EPA warns of increased cybersecurity scrutiny toward water systems

Cyberattacks against public drinking water systems have increased in recent years, posing a threat to public health and security, the EPA said. The Safe Drinking Water Act requires systems to be cyber secure.

But preliminary EPA inspections found more than 70 percent of systems checked were not secure. Some systems were using default passwords and single logins, which made them vulnerable to cybercriminals and threat actors, the agency said.

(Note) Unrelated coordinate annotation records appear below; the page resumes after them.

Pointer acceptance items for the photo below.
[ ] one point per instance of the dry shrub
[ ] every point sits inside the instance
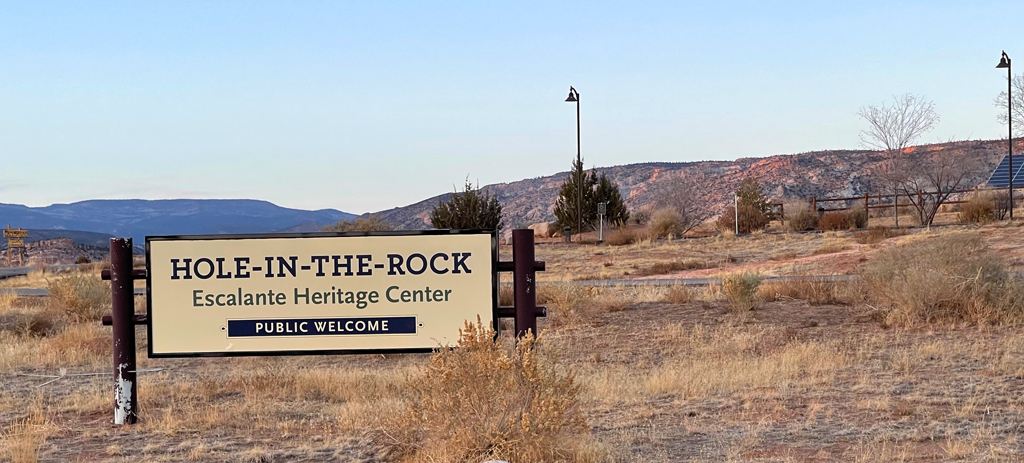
(626, 236)
(679, 294)
(506, 295)
(740, 290)
(7, 300)
(877, 235)
(666, 222)
(571, 305)
(814, 291)
(487, 400)
(953, 278)
(82, 297)
(751, 219)
(979, 209)
(800, 217)
(858, 216)
(832, 246)
(670, 267)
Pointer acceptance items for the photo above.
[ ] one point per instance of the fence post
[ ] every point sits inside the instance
(524, 282)
(122, 320)
(867, 210)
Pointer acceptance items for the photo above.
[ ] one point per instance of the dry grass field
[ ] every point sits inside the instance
(921, 360)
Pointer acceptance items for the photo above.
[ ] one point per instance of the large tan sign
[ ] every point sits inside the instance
(316, 293)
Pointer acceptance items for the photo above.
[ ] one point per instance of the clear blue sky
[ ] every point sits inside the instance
(368, 106)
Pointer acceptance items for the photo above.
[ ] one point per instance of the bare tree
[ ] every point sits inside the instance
(933, 179)
(687, 195)
(891, 129)
(1018, 108)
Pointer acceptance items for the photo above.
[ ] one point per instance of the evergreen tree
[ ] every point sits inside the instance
(565, 204)
(470, 209)
(595, 190)
(607, 192)
(751, 193)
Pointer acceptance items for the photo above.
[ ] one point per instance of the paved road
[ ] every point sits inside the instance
(6, 272)
(701, 281)
(42, 292)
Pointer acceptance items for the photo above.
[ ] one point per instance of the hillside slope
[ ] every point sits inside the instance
(815, 174)
(136, 218)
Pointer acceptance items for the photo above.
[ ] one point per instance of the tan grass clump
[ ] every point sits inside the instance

The EPA will increase its number of planned inspections to make sure systems are secure and that they have emergency response plans, it said in an enforcement alert Monday. The agency urged systems follow recommendations written by the EPA, the Cybersecurity and Infrastructure Security Agency, and the Federal Bureau of Investigation. The recommendations include conducting regular cybersecurity risk assessments, holding cybersecurity awareness training, and safeguarding any public-facing internet interfaces.

Not being in full compliance with the act might invite civil—or criminal–enforcement actions by the EPA, the agency said.

“EPA’s new enforcement alert is the latest step that the Biden-Harris administration is taking to ensure communities understand the urgency and severity of cyberattacks and water systems are ready to address these serious threats to our nation’s public health,” EPA Deputy Administrator Janet McCabe said in a press release.

The EPA’s increased scrutiny is part of a broader effort by the National Security Council (NSC) and Department of Homeland Security to strengthen the cybersecurity of the nation’s infrastructure. The NSC has asked states to identify their most vulnerable water systems and have strategies in place for mitigating those risks by late June. The agencies have said they want businesses and infrastructure entities to start reporting significant cyber incidents to them.